Forget finding specific influentials, find real people and connect

Those who are the most influential usually are willing to help your brand the least. Don’t ignore those who are actively seeking to connect with you in favor of those who seem to have greater sway. It’s backwards to do this anyway. Because to some extent, the most influential people want to promote things that already are popular and have social proofing behind them. By building a close, interested community you create the right environment that influentials will come to you anyway.

Influence at scale dies with Oprah

Oprah was influential, and exerted her influence very directly. But I don’t trust Oprah. I’ve never spoken with her. I haven’t been exposed to her raw, unfiltered and unscripted feed of thoughts. Do you really trust those with the level of influence as Oprah?

For me, the difference between Oprah and Steve is trust. But it actually goes deeper than that. It’s the difference between direct, conscious influence and merely sharing ideas due to passion and not anticipating an action would be taken. Oprah knows an action will be taken. It is conscious and while influential there is no way for us to seriously trust it. It’s not that Oprah is disingenuous, we just can’t possibly connect with someone at that sort of scale. Steve’s scale is more workable to build trust.

There won’t be more like Oprah. She was the peak product of a mass media society, but in our fragmented media society the notion of Oprah is a dinosaur. Everyone isn’t praying to the same media deity any longer, people are organizing themselves around each other. We have to change our notion of influence because it now happens at the micro level and not the macro level.

Research backs this up:

And, of course, the most damning point on all of these attempts to declare certain individuals as “influencers” is the research — already a few years old — that suggests the people who are declared as “influentials” may not really have that much influence. That is, people are most often influenced by people who they really know personally, rather than someone who is “famous” in some form or another. Now I do wonder if that’s changing over time, and many people point out that Twitter and Facebook and the like often do make it feel like you get to “know” other people who you might not really know in real life, but it seems like in this rush to “grade” who is influential and who is not, we may have missed out on the fact that influence doesn’t work like that…

Yes, connecting takes work, and that’s the point

To give a personal example, I put a lot of time into connections with friends like John Boitnott, Louis Gray or Eric Friedman. If they ever asked me for something, I’d be willing to do it.
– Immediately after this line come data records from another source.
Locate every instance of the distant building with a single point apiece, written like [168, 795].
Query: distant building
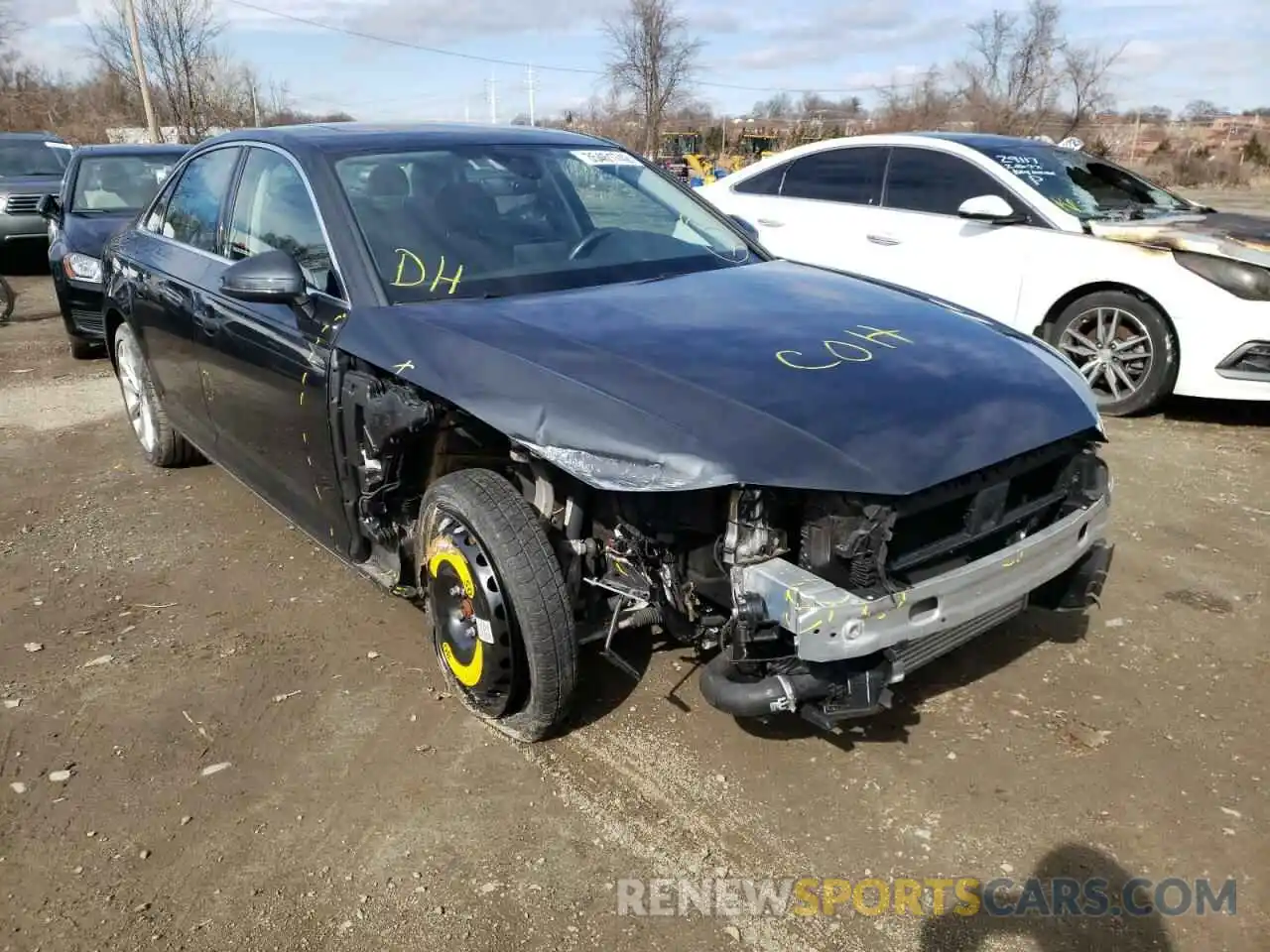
[135, 135]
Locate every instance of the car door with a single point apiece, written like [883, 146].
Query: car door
[171, 253]
[828, 204]
[266, 365]
[930, 248]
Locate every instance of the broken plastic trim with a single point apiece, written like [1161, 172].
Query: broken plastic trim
[625, 474]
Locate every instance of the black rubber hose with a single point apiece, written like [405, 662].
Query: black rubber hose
[753, 698]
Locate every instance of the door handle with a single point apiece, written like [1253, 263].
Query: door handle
[206, 316]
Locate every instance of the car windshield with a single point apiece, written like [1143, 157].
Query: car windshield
[30, 157]
[498, 220]
[1083, 184]
[119, 182]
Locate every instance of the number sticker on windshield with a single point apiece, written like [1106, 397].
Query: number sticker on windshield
[844, 350]
[604, 157]
[1025, 167]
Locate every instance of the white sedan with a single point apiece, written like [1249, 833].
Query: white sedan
[1148, 294]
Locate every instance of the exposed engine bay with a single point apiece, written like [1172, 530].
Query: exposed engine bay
[803, 601]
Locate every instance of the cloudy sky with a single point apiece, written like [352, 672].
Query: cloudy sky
[1176, 50]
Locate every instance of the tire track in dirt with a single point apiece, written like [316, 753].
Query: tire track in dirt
[647, 796]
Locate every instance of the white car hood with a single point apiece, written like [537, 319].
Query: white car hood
[1245, 238]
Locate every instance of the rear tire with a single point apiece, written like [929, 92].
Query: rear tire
[508, 648]
[1137, 350]
[160, 443]
[8, 298]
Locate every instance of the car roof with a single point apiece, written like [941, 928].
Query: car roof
[41, 136]
[135, 149]
[353, 136]
[982, 140]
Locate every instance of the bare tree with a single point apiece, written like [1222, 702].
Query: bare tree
[1084, 70]
[779, 105]
[922, 104]
[178, 46]
[652, 61]
[1023, 73]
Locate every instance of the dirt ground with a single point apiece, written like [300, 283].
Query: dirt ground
[185, 626]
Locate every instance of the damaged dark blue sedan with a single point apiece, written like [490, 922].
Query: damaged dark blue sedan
[524, 379]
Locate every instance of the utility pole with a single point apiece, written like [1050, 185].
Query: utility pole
[530, 82]
[139, 66]
[255, 105]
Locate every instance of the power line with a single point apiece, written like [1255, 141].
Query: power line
[522, 63]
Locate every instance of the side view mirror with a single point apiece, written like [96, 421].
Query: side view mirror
[989, 208]
[751, 231]
[49, 207]
[272, 277]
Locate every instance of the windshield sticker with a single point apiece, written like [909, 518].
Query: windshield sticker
[604, 157]
[844, 350]
[422, 271]
[1025, 167]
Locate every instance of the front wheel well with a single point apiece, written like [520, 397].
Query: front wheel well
[1044, 330]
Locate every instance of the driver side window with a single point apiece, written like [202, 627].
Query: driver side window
[194, 206]
[273, 211]
[612, 202]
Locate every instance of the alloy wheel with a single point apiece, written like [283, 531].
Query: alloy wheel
[1111, 349]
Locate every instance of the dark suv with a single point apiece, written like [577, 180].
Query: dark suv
[32, 166]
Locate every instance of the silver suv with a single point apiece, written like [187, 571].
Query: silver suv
[31, 166]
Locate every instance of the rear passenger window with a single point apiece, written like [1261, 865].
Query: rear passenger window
[851, 176]
[766, 182]
[925, 180]
[194, 206]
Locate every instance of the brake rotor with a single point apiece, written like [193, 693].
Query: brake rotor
[470, 617]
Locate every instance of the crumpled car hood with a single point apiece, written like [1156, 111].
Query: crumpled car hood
[774, 373]
[1245, 238]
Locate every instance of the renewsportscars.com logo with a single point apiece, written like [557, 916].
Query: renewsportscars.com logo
[965, 895]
They’ve gone beyond people I’ve merely connected with due to a shared interest and crossed over into being friends I very much trust.

Your community building should not be much different from that, and I know that’s hard to grasp but when done right it is very personal. Build connections and trust with those that matter. And the funny thing is, by focusing on less but higher quality connections you position yourself far better for growth than unartfully trying to persuade over-tapped influencers to get a flirting glimpse in front of their audience. This way, you make genuine connections that go beyond chasing shiny objects that don’t actually help.

No, this isn’t easy.

Yes, this is different than typical campaign-thinking marketing.

And that’s exactly why you should try it.